Expert: Paul Klarreich - 4/10/2007

Question
hi i need some clarification with problems involving 'summation' of series.From here on i will use 'E' to represent sigma or summation.this is a problem i did: Given that (r=1 to n)E(r) = (n/2)(n+1), show that (r=1 to n)E(3r+1) = (1/2)n(3n+5).This is the reasoning i used Ur=Sr-S(r-1)where Ur(rth term), Sr and S(r-1)(sum of 1st r terms and sum of 1st (r-1) terms)we get: (1/2)r(3r+5)-[(1/2)(r-1)3(r-1)+5] = (1/2)[3r^2+5r-[(r-1)(3r+2)]]=(1/2)[3r^2-3r^2+5r+r+2]=3r+1 as required(this is true for the second summation (am i correct?) but i did not use the 1st summation as i believe the question required (is this allowed?)). My biggest problem now is how to solve problems such as these (don't know where or how to begin): Express in terms of 'n' and in the simplest form (i)  (r=1 to 2n)E(r) ; (ii)  (r=n+1 to 2n)E(r)  Thank you in advance

Answer
Hi, John,

I am going to change your notation a bit, using SUM instead of your E, and making the dummy variable 'k' instead of 'r'.
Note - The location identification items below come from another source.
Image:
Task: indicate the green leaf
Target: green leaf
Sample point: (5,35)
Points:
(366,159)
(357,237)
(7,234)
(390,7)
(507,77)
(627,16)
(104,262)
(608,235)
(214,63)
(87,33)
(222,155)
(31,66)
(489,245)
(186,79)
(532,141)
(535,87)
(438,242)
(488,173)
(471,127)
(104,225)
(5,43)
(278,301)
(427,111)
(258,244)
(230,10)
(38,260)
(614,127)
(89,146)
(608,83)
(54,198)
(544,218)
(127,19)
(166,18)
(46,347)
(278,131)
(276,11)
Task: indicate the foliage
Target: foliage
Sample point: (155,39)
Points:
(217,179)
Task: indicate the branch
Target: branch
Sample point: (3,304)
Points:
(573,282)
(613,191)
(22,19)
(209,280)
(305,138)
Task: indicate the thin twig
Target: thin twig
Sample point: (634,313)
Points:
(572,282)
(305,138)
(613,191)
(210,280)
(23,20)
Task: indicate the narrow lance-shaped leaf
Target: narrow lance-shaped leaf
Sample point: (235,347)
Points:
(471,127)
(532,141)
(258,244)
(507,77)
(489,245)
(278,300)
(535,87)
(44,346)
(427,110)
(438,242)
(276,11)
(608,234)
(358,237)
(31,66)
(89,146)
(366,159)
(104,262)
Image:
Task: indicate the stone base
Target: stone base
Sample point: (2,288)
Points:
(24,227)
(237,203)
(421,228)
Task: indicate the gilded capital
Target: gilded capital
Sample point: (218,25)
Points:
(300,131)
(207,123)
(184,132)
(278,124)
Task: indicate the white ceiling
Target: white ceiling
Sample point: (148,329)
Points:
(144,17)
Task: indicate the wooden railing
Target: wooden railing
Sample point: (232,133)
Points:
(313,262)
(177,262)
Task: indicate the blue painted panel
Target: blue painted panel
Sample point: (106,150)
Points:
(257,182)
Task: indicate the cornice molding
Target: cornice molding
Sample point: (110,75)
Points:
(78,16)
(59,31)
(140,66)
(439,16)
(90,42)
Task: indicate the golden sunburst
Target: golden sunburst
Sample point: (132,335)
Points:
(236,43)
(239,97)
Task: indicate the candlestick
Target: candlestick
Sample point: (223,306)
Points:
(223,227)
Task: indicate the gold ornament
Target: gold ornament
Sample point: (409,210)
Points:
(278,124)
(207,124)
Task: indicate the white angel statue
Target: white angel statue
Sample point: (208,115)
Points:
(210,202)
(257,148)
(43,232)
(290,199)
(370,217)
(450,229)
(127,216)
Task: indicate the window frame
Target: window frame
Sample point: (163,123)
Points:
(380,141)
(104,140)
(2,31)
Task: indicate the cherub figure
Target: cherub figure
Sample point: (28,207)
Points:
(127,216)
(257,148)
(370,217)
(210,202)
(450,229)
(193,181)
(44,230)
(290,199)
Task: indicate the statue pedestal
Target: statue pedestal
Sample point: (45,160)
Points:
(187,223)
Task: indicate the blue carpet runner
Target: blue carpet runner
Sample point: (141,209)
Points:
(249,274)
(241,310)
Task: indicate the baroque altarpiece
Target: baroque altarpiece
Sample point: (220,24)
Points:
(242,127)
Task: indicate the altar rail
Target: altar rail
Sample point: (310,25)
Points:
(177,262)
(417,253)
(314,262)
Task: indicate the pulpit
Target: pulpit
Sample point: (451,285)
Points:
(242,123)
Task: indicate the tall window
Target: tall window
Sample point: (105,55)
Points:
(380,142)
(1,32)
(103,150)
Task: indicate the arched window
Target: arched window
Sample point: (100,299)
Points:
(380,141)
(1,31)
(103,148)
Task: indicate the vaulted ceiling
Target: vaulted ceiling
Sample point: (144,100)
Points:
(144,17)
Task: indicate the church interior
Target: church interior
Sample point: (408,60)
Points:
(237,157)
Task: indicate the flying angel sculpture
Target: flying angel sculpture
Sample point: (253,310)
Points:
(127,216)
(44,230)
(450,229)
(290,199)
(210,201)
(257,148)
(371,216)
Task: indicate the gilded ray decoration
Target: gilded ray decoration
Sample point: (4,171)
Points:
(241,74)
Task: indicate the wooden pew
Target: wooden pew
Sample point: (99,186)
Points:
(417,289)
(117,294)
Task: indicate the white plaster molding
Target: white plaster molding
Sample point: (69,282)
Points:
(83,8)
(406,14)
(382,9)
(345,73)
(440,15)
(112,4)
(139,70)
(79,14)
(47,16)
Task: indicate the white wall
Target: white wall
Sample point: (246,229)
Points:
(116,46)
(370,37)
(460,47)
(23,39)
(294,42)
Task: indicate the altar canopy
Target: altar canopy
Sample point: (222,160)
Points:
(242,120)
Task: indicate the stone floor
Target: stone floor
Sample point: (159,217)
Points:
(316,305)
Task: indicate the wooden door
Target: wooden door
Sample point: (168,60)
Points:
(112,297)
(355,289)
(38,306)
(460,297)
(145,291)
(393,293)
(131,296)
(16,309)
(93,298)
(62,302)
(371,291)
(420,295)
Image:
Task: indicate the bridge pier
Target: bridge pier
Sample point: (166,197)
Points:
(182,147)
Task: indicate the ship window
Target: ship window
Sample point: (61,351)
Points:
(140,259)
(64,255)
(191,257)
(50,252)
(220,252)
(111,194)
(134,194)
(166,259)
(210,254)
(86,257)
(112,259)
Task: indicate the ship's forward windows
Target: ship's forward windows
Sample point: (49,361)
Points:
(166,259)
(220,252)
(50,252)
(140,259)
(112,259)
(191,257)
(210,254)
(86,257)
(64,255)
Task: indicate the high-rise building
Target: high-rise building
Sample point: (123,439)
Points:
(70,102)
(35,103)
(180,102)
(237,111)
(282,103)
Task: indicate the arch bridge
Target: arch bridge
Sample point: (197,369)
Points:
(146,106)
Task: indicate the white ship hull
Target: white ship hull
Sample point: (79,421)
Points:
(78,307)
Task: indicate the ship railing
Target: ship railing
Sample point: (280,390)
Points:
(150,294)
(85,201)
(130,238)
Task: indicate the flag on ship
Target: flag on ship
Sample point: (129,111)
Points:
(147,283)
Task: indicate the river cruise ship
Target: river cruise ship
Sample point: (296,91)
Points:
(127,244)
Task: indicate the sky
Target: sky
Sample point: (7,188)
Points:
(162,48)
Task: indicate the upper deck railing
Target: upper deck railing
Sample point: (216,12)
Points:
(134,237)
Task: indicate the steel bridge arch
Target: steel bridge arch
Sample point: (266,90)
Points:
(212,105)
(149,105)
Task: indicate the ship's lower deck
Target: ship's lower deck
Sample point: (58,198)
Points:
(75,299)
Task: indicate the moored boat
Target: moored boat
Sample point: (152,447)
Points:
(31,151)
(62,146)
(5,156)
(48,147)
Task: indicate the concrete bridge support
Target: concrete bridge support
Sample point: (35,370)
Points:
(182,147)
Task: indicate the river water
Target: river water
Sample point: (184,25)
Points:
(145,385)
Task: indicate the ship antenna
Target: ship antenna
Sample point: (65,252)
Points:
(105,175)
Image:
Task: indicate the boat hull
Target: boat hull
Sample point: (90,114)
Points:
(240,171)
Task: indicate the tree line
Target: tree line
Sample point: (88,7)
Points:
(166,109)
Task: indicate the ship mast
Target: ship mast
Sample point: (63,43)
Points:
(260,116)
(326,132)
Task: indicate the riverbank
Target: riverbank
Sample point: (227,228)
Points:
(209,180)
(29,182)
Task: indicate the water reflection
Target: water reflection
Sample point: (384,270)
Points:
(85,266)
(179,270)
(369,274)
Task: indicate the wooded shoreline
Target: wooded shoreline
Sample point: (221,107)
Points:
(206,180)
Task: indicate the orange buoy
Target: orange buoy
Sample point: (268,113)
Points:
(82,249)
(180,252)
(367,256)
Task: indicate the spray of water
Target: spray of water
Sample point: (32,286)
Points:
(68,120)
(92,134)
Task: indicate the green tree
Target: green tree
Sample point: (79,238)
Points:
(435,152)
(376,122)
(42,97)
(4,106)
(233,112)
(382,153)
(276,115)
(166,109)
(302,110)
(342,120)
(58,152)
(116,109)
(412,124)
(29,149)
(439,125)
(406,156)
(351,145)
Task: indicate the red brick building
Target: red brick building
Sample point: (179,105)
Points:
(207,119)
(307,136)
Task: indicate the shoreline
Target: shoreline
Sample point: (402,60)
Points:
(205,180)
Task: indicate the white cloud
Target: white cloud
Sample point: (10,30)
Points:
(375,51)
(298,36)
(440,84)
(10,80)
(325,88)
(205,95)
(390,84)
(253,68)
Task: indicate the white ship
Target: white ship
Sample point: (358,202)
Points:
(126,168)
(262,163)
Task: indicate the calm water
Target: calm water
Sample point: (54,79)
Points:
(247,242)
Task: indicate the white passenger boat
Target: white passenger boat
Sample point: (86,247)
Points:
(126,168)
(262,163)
So you are starting with these formulas:

WARNING: THIS DISCUSSION MAY CONTAIN FRACTIONS AND OTHER MATERIAL DIFFICULT TO VIEW ON CERTAIN COMPUTING SYSTEMS.  VIEW IT IN A FIXED-SIZE FONT, SUCH AS COURIER.

Well-known formula 1:
n      n(n+1)
SUM k = ------
k=1       2

Well-known formula 2: (Which you didn't write, but I think you can figure it out.)
n
SUM 1 = n
k=1

Now you want to compute this summation.

n
SUM (3k + 1) =
k=1

Use these ideas:

I. SUMMATION of a SUM is the SUM of the SUMMATIONS.

SUM (A + B) = SUM(A) + SUM(B)

II. A constant factor can be factored out.

SUM (cA) = c SUM(A)

Now we can do it:

n
SUM (3k + 1) =
k=1

SUM (3k) + SUM(1) =

3 SUM k + SUM(1) =
 n(n+1)
3 ------ + n
   2

and the rest is just algebra:
3n^2 + 3n
--------- + n =
   2
3n^2 + 3n + 2n
-------------- =
   2
3n^2 + 5n
---------- =
   2
n(3n + 5)
----------
   2